После того как она повесила трубку, я посидел с телефоном
возле уха, вслушиваясь в ничто.
— Живи днём и позволь жить дню, — сказал я себе. Потом в
трубке появился длинный гудок, и я решил, что должен позвонить ещё в одно
место.
viii
На этот раз я услышал более живой и куда менее осторожный
голос Элис Окойн. Решил, что это хорошая перемена.
— Элис, мы ещё не обсудили название выставки.
— Я подумала, что вы хотите назвать её «Розы, растущие из
ракушек». Хорошее название. Очень красноречивое.
— Согласен. — Из «флоридской комнаты» я оглядел Залив.
Поверхность воды сверкала, как полированная сине-белая пластина. Мне
приходилось щуриться, чтобы смотреть на неё. — Но не совсем правильное.
— Как я понимаю, вам больше нравится другое?
— Да, думаю, что да. Я хочу назвать выставку «Взгляд с
Дью-мы». Что скажете?
Ответила Элис без запинки:
— Я думаю, это звучит! — Я тоже так думал.
ix
Моя футболка с надписью на груди «ПОТЕРЯЛ ЕЕ НА ВИРГИНСКИХ
ОСТРОВАХ» промокла от пота, хотя система кондиционирования «Розовой громады»
работала отлично, но я вымотался больше, чем после прогулки быстрым шагом (в
последние дни я только так и ходил) до «Эль Паласио» и обратно. Ухо, к которому
я прижимал трубку, горело и пульсировало. Илзе меня тревожила (родители всегда
тревожатся из-за проблем детей, когда те становятся достаточно взрослыми и их
уже не позовёшь домой, едва начинает темнеть и ванны наполняют водой), но при
этом результаты моих трудов вызывали чувство удовлетворённости, какое я обычно
испытывал после целого дня, с толком проведённого на строительной площадке.

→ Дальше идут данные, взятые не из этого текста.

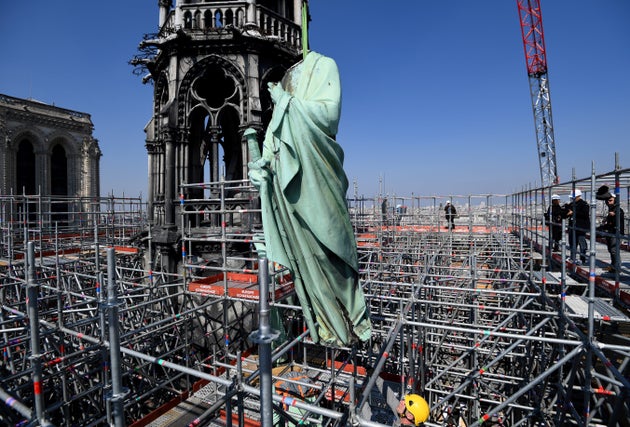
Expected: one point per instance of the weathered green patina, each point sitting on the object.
(302, 188)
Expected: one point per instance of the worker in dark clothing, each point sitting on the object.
(609, 226)
(554, 216)
(579, 214)
(450, 212)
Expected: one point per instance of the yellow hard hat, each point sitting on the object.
(418, 407)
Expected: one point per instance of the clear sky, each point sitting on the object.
(435, 93)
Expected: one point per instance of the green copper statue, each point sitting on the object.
(302, 188)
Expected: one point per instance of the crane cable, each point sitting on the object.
(304, 29)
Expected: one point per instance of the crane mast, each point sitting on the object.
(535, 56)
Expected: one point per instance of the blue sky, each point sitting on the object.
(435, 94)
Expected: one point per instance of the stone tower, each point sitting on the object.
(47, 150)
(210, 64)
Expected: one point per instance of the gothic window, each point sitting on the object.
(207, 19)
(218, 19)
(214, 87)
(59, 183)
(59, 171)
(25, 168)
(188, 20)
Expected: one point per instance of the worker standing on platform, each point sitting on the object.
(450, 212)
(554, 216)
(579, 216)
(412, 410)
(610, 226)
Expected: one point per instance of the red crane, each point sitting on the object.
(535, 55)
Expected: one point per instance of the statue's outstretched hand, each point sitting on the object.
(276, 91)
(259, 172)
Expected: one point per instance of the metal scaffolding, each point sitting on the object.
(482, 321)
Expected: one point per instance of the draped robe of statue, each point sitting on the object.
(305, 217)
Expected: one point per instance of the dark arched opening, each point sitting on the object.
(59, 183)
(25, 168)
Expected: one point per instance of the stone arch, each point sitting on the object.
(25, 167)
(69, 143)
(212, 103)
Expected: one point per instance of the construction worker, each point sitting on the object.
(578, 212)
(412, 410)
(450, 213)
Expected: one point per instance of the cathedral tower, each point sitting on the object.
(210, 64)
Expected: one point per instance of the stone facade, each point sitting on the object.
(47, 150)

Особого голода я не ощущал, но заставил себя съесть
несколько столовых ложек салата с тунцом, которые запил стаканом молока —
цельного молока, вредного для сердца и полезного для костей. «Считай, мы
квиты», — как сказала бы Пэм. Я включил телевизор на кухне и узнал, что жена
Кэнди Брауна подаёт в суд на город Сарасоту, обвиняя власти в ненадлежащем
отношении к своим обязанностям, что и привело к смерти её мужа. «Попутного тебе
ветра, дорогая», — подумал я. Местный метеоролог сообщил, что сезон ураганов в
этом году может начаться раньше. А низкооплачиваемым «Морским дьяволам» в
показательной предсезонной игре «Ред сокс» надрали задницу: добро пожаловать в
бейсбольные реалии, парни.
Я подумал о десерте (пудинге «Джелло», который иногда
называют «последним прибежищем холостяка»). Потом поставил тарелку в раковину и
похромал в спальню, чтобы поспать. Хотел завести будильник, но не стал. Решил,
что скорее всего только подремлю. А если бы и заснул, то яркий свет разбудил бы
меня через час или около того, когда солнце опустилось бы достаточно низко,
чтобы заглянуть в выходящее на запад окно спальни.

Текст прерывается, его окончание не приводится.